The answer to all the above is yes; billions and billions of dollars spent over the decades since the end of WWII have gone into educating Americans. To what avail? Our national ranking nears the bottom of the other industrialized countries according to some objective set of metrics. There was an initiative a few years ago at the NSF called CDI (Cyber-enabled Discovery and Innovation). To my mind this was a great concept, an initiative to foster innovation backed by money (funding). However, I think that the NSF bureaucracy got in the way of its stated desire to seek out innovation and discovery by having uncreative people in charge of determining what was a creative concept and what was not.
[NB: the review committee is made up of heads of departments within NSF, tethered to the protection of their specialized areas of concern]. It did not seem that the NSF sought to leapfrog into the future for new out-of-the-box creative thinking but sought to infuse (or tweek) with a bit more cash what is already done in the way of research, relabeling new activities as CDI.

How can America improve the education of the next generation so that it is smarter and more creative than the present generation? The idea was suggested to me by the title of a book written in Europe about 20 years ago: “The Discipline of Creativity.” Maybe we need to think about how to create academic disciplines (or departments) along non-traditional lines: the Department of Innovation, the Department of Creativity, the Department of Discovery, and the Department of Improvization.

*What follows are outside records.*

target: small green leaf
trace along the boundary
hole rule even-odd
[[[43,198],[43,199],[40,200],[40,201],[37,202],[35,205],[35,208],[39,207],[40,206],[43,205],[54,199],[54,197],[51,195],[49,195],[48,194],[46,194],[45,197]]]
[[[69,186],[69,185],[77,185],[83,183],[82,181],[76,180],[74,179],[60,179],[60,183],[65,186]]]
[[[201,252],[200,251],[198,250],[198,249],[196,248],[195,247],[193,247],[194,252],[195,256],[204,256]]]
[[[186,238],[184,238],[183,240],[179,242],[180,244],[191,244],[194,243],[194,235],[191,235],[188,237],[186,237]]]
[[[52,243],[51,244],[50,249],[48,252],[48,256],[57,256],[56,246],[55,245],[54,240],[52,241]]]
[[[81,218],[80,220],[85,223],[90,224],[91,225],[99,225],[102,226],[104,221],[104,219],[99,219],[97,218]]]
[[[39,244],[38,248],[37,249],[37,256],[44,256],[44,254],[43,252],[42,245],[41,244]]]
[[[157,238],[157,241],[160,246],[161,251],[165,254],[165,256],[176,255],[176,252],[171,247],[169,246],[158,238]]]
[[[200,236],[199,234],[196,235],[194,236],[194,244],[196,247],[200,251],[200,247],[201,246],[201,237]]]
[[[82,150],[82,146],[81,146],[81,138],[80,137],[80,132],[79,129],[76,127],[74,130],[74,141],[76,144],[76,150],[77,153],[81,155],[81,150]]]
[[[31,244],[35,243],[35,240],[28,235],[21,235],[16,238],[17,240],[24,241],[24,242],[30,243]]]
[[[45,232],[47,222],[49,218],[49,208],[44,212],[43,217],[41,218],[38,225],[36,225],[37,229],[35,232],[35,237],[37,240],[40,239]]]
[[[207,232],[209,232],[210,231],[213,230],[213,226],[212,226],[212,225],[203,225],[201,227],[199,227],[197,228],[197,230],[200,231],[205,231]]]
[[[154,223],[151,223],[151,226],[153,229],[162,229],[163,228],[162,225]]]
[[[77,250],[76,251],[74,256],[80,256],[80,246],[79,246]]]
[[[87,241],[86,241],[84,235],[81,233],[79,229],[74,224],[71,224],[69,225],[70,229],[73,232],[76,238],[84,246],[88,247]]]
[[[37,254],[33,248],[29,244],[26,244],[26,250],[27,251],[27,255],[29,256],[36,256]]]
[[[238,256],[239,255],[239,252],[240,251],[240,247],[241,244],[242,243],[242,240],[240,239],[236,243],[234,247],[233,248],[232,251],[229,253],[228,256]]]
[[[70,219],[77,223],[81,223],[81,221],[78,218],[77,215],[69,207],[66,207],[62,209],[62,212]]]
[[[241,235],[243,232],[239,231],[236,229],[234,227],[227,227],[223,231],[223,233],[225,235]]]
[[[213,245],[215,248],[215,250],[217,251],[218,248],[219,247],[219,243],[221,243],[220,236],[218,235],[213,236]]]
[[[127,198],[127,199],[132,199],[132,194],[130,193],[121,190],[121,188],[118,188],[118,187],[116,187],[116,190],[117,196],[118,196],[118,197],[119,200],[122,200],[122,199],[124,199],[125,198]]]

Students and their teachers and professors can earn certificates in, innovation, creativity, discovery or improvisation, along with their tradition BA, MA or PhD from a traditional, societally accepted discipline.

Personally, I think Sparetime University (STU) is one of those undisciplined non-traditional approaches to fostering out-of the-box thinking. It is not rocket science but is a way to share as well as create knowledge, free to the recipients, and taken in at will, independent of time, place and level of education. So, STU will foster the non-traditional academic disciplines of creativity, innovation, discovery and improvisation. Maybe this can help America (and other countries as well) climb back toward single digit rankings in various categories of levels of knowledge, including but clearly not limited to science and math.